Its extensive content library remains unmatched in the OTT universe. But Mohta says that it’s just ‘getting started’. “I see a stable growth trajectory for the next five years,” he said – which is much higher than the growth in ‘national’ OTTs.

OTT platform

Plan

Price

Netflix

Annual mobile

₹1788

Amazon Prime Video

Annual

₹1499

aha

Annual

₹299

Hoichoi

Annual

₹999

Planet Marathi

Annual

₹365


Trending across 7 countries

Planet Marathi was a pandemic baby as it was launched during the lockdown. As the name suggests it caters to Marathi-speaking audiences India and abroad.

It already has a superhit web show to its name – Raanbaazaar, which delves into the murky world of politics and two escorts and the mindgame involved. The show became the most-watched Marathi series on OTT and trended across seven countries – thanks to the state’s extensive expat population.

“We launched 13 Planet Marathi originals and have another 24 planned out over the next year. Our viewership comes from India and across the world. There has been an increase in the stickiness of the content, with time spent by users increasing almost 350% after Raanbaazaar’s release,” said Akshay Bardapurkar, founder of Planet Marathi.

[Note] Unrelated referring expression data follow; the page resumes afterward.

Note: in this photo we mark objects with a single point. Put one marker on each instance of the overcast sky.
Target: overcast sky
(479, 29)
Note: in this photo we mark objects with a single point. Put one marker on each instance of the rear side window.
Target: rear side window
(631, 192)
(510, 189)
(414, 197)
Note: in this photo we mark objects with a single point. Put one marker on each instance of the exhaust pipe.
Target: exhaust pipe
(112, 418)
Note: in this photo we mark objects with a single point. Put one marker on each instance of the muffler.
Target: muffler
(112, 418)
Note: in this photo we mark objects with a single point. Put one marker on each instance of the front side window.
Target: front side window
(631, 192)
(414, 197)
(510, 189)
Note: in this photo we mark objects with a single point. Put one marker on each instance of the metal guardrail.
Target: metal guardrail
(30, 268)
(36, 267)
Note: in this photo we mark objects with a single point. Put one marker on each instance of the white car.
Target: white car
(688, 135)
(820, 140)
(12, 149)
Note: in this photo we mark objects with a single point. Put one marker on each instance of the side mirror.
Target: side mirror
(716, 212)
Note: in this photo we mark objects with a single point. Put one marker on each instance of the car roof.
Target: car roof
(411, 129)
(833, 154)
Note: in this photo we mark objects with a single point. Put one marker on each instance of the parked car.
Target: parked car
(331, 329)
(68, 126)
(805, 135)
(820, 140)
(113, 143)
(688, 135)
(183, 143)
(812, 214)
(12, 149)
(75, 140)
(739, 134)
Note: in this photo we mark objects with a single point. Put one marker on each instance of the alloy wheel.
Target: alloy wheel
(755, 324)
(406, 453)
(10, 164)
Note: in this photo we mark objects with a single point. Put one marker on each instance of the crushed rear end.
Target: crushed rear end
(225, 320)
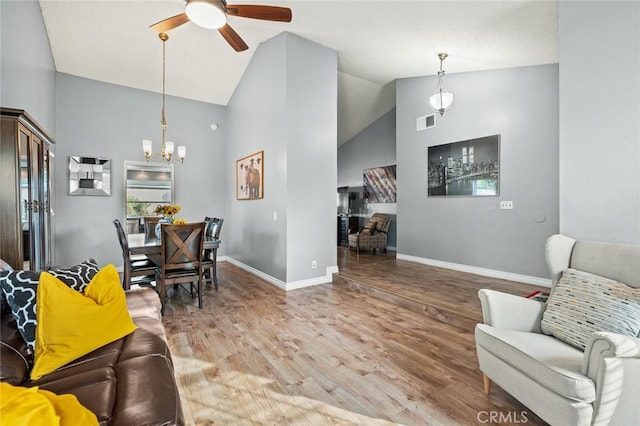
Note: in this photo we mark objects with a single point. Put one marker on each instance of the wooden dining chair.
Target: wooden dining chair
(181, 253)
(209, 263)
(138, 266)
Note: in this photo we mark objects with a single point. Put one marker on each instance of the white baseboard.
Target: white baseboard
(526, 279)
(279, 283)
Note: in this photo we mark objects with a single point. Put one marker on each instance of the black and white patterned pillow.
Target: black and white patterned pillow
(20, 288)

In the meanwhile, top OTTs haven’t been ignoring these viewers either. In fact most of them release regional movies and shows with audio and subtitle options – thereby ‘extending’ the reach of regional content to non-regional players as well.

The best example in this list is the recently launched Modern Love Hyderabad which has an original Telugu show dubbed across five languages including Hindi and English, for those who want to catch the flavour of the show in their own language.

ZEE5 too has tripled its investment into regional content this year and international player Netflix is also looking to deeper inroads in India by zooming in on regional market — but whether they would be able to win the war in every regional turf across India is left to be seen – as India has 121 official languages and 19,500 mother tongues.